Boss snaps up shares as Bovis turnaround grows
THE boss tasked with reviving Bovis’s fortunes has bought nearly £95,000 of shares in the housebuilder as analysts talked up its future.
Greg Fitzgerald came out of retirement last year to take the reins at Bovis as the firm knocked back a £2.5bn takeover bid from his ex-employer Galliford Try.
In a sign of confidence for the housebuilder, Fitzgerald shelled out for 8,253 shares at £11.44 each yesterday, adding to the £2m he bought in June last year.
A glowing analyst report praising the work Fitzgerald had done turning around the FTSE 250 firm prompted investors to follow him in hoovering up shares.
The embattled housebuilder’s reputation took a battering last year after it was caught giving cash bribes to buyers to move into unfinished homes so it could meet its targets. But in a note to investors, broker Canaccord said: ‘Bovis continues to reset it business and get back on track. The new chief executive is focusing on the right priorities, with 2017 results all broadly in line with expectations.’ Russ Mould of broker AJ Bell said: ‘Bovis’s profit margins are still well below those of its peers but with completion numbers expected to reach new peaks in 2018, good cost control and the launch of a new range of houses Bovis has a very good chance of improving its return on sales to levels that are nearer its FTSE 100 and FTSE 250 rivals.’
Bovis’s shares advanced shot up 4.5pc, or 49p to 1132p.

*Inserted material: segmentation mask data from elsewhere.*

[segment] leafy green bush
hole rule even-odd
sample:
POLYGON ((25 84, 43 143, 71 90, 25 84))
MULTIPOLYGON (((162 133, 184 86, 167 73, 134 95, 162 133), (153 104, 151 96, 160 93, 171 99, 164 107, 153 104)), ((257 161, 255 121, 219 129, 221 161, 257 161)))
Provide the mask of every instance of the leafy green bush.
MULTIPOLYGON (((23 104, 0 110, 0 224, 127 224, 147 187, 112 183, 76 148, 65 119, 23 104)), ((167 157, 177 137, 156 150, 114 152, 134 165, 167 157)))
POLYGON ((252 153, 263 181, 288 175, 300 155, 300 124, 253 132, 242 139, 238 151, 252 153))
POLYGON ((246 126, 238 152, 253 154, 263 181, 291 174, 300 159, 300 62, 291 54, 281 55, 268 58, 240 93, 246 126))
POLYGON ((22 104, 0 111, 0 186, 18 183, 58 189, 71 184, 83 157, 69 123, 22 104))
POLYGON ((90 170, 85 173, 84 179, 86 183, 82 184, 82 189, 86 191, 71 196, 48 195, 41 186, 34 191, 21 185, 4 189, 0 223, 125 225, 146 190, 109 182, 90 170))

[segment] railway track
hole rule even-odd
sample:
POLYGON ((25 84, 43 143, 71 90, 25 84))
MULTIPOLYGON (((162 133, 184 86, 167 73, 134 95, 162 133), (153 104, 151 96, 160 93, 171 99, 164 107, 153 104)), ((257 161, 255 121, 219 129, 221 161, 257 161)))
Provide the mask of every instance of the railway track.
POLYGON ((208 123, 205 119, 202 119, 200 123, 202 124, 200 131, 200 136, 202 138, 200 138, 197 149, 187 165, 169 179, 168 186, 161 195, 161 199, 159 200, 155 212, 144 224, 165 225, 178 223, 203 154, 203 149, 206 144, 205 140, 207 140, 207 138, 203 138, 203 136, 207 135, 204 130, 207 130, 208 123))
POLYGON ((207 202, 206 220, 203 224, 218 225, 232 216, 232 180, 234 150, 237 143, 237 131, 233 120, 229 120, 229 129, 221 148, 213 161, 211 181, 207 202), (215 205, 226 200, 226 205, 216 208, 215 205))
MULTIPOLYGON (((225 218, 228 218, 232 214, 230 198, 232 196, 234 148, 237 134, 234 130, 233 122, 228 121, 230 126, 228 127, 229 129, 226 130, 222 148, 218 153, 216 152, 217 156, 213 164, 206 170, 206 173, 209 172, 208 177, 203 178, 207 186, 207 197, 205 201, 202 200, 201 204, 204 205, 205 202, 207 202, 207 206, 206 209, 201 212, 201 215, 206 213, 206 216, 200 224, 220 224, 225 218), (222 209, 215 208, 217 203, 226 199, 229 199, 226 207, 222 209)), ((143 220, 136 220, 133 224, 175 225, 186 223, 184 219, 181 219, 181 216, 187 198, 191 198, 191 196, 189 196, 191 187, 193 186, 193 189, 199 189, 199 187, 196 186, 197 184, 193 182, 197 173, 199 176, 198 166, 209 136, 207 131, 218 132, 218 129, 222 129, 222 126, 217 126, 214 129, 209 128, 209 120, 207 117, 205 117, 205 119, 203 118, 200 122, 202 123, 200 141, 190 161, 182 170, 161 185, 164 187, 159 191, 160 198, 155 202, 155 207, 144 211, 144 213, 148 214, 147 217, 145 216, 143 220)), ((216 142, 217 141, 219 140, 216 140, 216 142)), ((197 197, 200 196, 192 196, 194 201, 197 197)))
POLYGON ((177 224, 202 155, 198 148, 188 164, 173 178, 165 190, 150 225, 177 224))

The FTSE 100 rose a modest 0.65pc, or 46.08 points to 7115.98 as markets downplayed concerns over a hung parliament in Italy.
Sky had cause for cheers after leapfrogging rival BT to become the most valuable pay TV and broadband company in the UK. Sky’s shares have rocketed by more than a fifth over the past week (although they fell 1.3pc or 18.5p to 1355p yesterday) amid an anticipated bidding war between US cable giant Comcast, Fox and Disney for the satellite TV provider.

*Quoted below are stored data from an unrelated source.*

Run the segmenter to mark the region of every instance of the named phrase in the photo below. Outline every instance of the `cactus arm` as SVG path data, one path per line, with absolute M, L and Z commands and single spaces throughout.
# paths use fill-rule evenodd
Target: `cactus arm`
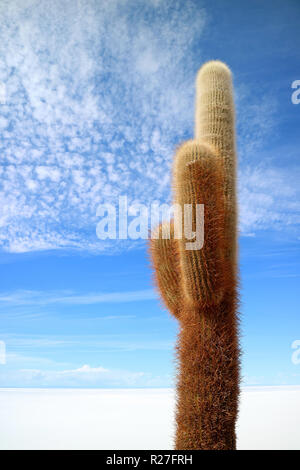
M 178 149 L 174 189 L 175 200 L 182 207 L 182 213 L 187 212 L 184 205 L 191 205 L 194 231 L 197 228 L 196 205 L 202 204 L 204 210 L 204 225 L 198 226 L 203 246 L 197 247 L 196 240 L 187 245 L 189 240 L 184 229 L 182 239 L 178 240 L 186 301 L 190 304 L 200 302 L 202 306 L 216 304 L 224 294 L 224 197 L 222 166 L 211 146 L 191 140 Z M 200 238 L 200 233 L 196 238 Z
M 164 238 L 164 228 L 170 229 L 170 238 Z M 174 239 L 174 223 L 160 224 L 150 240 L 150 255 L 154 268 L 154 280 L 168 310 L 179 318 L 182 304 L 179 271 L 178 241 Z

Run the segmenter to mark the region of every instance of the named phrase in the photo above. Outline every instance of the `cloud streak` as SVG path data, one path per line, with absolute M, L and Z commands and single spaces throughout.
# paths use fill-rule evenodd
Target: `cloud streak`
M 32 290 L 20 290 L 0 294 L 0 305 L 22 306 L 22 305 L 92 305 L 101 303 L 141 302 L 157 298 L 153 289 L 125 292 L 105 292 L 74 294 L 66 292 L 42 292 Z
M 122 369 L 107 369 L 102 366 L 84 364 L 74 369 L 42 370 L 19 369 L 1 371 L 0 386 L 18 387 L 151 387 L 166 386 L 169 377 L 153 376 L 145 372 L 134 372 Z

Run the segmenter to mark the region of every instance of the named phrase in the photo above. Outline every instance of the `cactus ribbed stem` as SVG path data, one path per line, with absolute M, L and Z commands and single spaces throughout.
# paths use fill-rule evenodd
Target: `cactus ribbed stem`
M 237 325 L 226 300 L 186 309 L 177 343 L 176 449 L 233 450 L 238 408 Z
M 195 140 L 176 152 L 174 199 L 204 205 L 204 244 L 151 240 L 156 283 L 179 320 L 176 449 L 235 449 L 239 397 L 237 208 L 231 72 L 205 64 L 196 81 Z M 178 220 L 176 220 L 178 224 Z M 177 225 L 178 226 L 178 225 Z M 173 235 L 174 235 L 174 229 Z

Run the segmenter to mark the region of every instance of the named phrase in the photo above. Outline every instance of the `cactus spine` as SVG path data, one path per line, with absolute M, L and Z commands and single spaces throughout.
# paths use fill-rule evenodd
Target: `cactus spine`
M 235 449 L 239 395 L 237 210 L 231 72 L 204 64 L 196 80 L 195 139 L 176 152 L 174 199 L 204 204 L 204 244 L 163 236 L 151 240 L 155 278 L 179 320 L 176 449 Z M 176 216 L 175 216 L 176 217 Z M 175 220 L 182 223 L 181 220 Z

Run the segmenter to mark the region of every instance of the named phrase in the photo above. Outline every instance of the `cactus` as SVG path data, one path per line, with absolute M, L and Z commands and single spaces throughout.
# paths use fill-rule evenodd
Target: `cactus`
M 150 242 L 161 297 L 179 321 L 176 449 L 231 450 L 239 396 L 236 151 L 231 72 L 204 64 L 196 80 L 195 139 L 176 152 L 174 202 L 204 204 L 204 244 L 164 238 Z M 175 222 L 182 223 L 181 219 Z

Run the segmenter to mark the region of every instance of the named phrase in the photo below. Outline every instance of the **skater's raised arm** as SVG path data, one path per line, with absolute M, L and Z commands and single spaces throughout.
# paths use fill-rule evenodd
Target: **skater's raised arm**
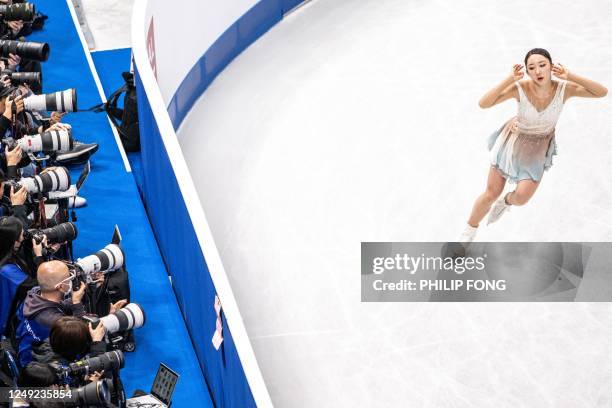
M 568 100 L 572 96 L 579 96 L 582 98 L 603 98 L 608 94 L 608 89 L 602 84 L 574 74 L 561 64 L 555 64 L 552 68 L 552 72 L 557 78 L 568 81 L 565 86 L 565 100 Z
M 516 89 L 514 82 L 523 77 L 524 74 L 522 69 L 523 66 L 521 64 L 515 64 L 514 67 L 512 67 L 512 74 L 510 74 L 495 88 L 484 94 L 484 96 L 480 98 L 480 101 L 478 101 L 478 105 L 481 108 L 486 109 L 510 98 L 518 100 L 518 90 Z

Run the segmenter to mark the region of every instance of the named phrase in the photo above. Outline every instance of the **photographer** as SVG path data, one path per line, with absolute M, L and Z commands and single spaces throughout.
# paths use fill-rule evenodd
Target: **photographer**
M 20 124 L 13 123 L 13 116 L 23 112 L 23 97 L 21 95 L 13 97 L 13 87 L 6 85 L 4 82 L 0 82 L 0 137 L 4 137 L 8 130 L 11 130 L 14 126 L 19 126 L 20 129 L 24 127 Z M 13 111 L 13 103 L 15 104 L 16 110 Z
M 46 249 L 55 252 L 60 245 L 47 246 L 46 236 L 43 236 L 40 242 L 34 239 L 25 242 L 24 236 L 25 230 L 20 218 L 16 216 L 0 218 L 0 237 L 2 237 L 0 254 L 7 257 L 5 260 L 7 264 L 16 264 L 28 276 L 36 278 L 36 270 L 45 260 Z
M 63 316 L 82 317 L 85 308 L 81 303 L 85 285 L 72 291 L 72 279 L 68 267 L 60 261 L 44 262 L 38 267 L 38 284 L 32 288 L 19 310 L 17 327 L 19 361 L 25 365 L 32 360 L 32 350 L 49 337 L 53 323 Z M 70 296 L 68 299 L 64 299 Z
M 0 293 L 3 294 L 0 299 L 0 334 L 7 331 L 17 304 L 38 284 L 35 271 L 44 261 L 46 237 L 40 243 L 32 241 L 26 249 L 23 224 L 18 218 L 0 218 Z
M 107 349 L 104 342 L 105 333 L 102 322 L 99 322 L 94 329 L 91 323 L 85 323 L 77 317 L 60 317 L 53 323 L 49 333 L 49 344 L 54 359 L 73 362 L 105 353 Z
M 21 155 L 21 149 L 17 147 L 13 151 L 6 150 L 6 156 L 8 158 L 7 172 L 9 176 L 5 176 L 4 172 L 0 170 L 0 216 L 14 215 L 19 218 L 23 225 L 29 223 L 27 219 L 27 208 L 25 206 L 26 199 L 28 198 L 28 192 L 25 187 L 21 187 L 15 190 L 15 187 L 11 186 L 9 196 L 6 197 L 3 193 L 5 192 L 5 181 L 16 177 L 17 166 L 15 160 L 17 155 Z M 13 159 L 14 158 L 14 159 Z
M 20 324 L 17 328 L 19 341 L 19 360 L 23 364 L 31 361 L 32 351 L 49 337 L 53 323 L 63 316 L 83 317 L 85 307 L 82 300 L 87 285 L 79 282 L 72 287 L 75 278 L 66 264 L 60 261 L 42 263 L 38 268 L 38 283 L 32 288 L 20 310 Z M 97 284 L 104 281 L 103 275 L 97 275 Z M 68 299 L 65 299 L 68 297 Z M 126 301 L 121 300 L 110 305 L 110 313 L 119 310 Z
M 91 323 L 88 326 L 77 317 L 60 317 L 51 326 L 49 339 L 41 345 L 41 352 L 36 358 L 54 367 L 66 367 L 75 361 L 99 356 L 107 351 L 104 335 L 102 323 L 93 329 Z M 87 374 L 83 378 L 69 378 L 68 383 L 71 386 L 85 385 L 99 380 L 103 375 L 104 370 Z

The speculation has pushed Sky’s value up to £23.6bn, meaning it is now worth £170m more than BT (up 0.9pc or 2.15p to 238.4p). Just two years ago, BT was worth more than twice Sky.
Two failed mergers dominated the FTSE 250, which managed to end the day up a respectable 0.93pc, or 180.46 points at 19,567.
Defence firm Ultra Electronics was forced to call off a £170m merger with New York-listed Sparton Corporation amid competition concerns from the US Department of Justice.
The two firms already develop underwater sensors for the US Navy through joint venture.
However, Ultra thought a merger made ‘sound strategic sense’ after Sparton put itself up for sale in April 2016. The DoJ had other ideas, though, and so both firms have called an end to the merger talks. Now Ultra is planning to buy back £134m in shares to return the money it raised for the deal to shareholders. Ultra’s shares plunged 9.8pc, or 146p, to 1333p.
FTSE 250- listed oil and gas exploration company SOCO
International revealed it had dropped merger plans with Kuwait Energy after failing to agree terms.
SOCO, which has interests in Vietnam, the Republic and Congo and Angola, said: ‘SOCO confirms that it has terminated these discussions because it could not reach agreement with Kuwait Energy on the basis for an acceptable transaction.’
Despite the announcement, shares rose 1pc, or 1p, to 93p. Online betting company GVC
Holdings has agreed to buy Crystalbet, one of Georgia’s leading online gaming firms.
However, GVC’s shareholders were left feeling underwhelmed and its shares sunk 1.4pc, or 12.5p to 860p.